089月

台風一過

ゆっくりした動きで関東を直撃するという「台風9号」には、大雨と強風による被害が予想され、非常にやきもきさせられましたが、伊豆半島をかすめて神奈川に上陸し、埼玉→群馬→栃木と関東の西よりの地域を北上して過ぎ去りました。

台風の中心が午前9時頃に我が家の近くを通過しましたが、その頃は雨は小降りに風は静かになり、「台風の中心は穏やか」という事を、実際に感じました。

今回の台風で被害が大きかった地域は、台風が接近する前の雨雲による大雨が降ったであって、群馬県では西の地域に被害が集中しましたが、この辺(群馬の東部山沿い)でも300mmほどの雨量を観測し、河川の水もかなり増水しました。

7日夜、台風の上陸前に急に風雨が激しくなり始め、昨年完成の登り梁の家では「雨漏り」が発生しました。
出し桁
翌日、現場を確認したところその原因は、「渡りあご」により外部に露出てある「出し桁」に雨が注し、その桁材のビビ割れを伝わって雨が内部に侵入してしまったようでした。

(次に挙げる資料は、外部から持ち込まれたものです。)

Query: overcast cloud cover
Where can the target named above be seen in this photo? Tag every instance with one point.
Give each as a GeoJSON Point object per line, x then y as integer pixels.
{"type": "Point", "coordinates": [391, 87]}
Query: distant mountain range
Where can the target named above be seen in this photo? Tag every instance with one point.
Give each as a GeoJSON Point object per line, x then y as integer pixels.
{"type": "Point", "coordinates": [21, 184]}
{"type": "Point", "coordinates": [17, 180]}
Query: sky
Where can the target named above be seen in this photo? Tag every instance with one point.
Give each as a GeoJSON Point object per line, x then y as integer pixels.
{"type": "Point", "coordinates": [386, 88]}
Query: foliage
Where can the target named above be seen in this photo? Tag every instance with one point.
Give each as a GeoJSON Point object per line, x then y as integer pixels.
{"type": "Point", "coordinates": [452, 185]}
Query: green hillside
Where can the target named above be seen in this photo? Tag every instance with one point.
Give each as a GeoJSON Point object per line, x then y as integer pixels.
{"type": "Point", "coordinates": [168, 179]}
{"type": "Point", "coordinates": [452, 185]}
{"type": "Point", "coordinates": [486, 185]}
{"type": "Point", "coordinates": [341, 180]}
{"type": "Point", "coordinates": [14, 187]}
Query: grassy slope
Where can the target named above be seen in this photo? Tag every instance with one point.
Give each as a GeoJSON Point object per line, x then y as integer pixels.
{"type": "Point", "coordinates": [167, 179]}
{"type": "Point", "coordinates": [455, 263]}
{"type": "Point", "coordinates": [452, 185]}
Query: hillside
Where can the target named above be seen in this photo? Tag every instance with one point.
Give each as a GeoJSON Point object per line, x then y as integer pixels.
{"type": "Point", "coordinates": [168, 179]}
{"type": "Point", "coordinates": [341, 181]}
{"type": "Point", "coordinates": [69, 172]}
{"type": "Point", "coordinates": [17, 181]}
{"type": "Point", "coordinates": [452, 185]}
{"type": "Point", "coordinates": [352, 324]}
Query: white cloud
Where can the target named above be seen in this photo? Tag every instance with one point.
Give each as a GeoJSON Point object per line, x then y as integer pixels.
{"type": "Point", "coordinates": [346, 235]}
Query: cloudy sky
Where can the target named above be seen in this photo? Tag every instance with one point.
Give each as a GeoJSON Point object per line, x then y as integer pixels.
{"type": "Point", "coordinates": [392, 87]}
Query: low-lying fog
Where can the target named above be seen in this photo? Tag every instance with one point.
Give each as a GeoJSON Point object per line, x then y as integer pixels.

たとえ台風による横殴りの雨であっても「雨漏り」は防がなくてはならない事であるわけですが、この構造材を外部で現しにする「出し桁」の、意外な盲点を知りました。

この登り梁の家の内部は「左官仕上げの真壁造」なんですが、これが現在一般的な「大壁造クロス張り」の内部仕上げであれば、このような雨漏りは容易に表面にあらわれ難いので、知らずにして雨漏りを放置している場合もあり、見えないところで住まいが傷んでいる事となります。

構造材を見せる「真壁造」と、構造材を隠す「大壁造」では、見た目以外でもこうした点にて違いがあらわれる、ということが言えます。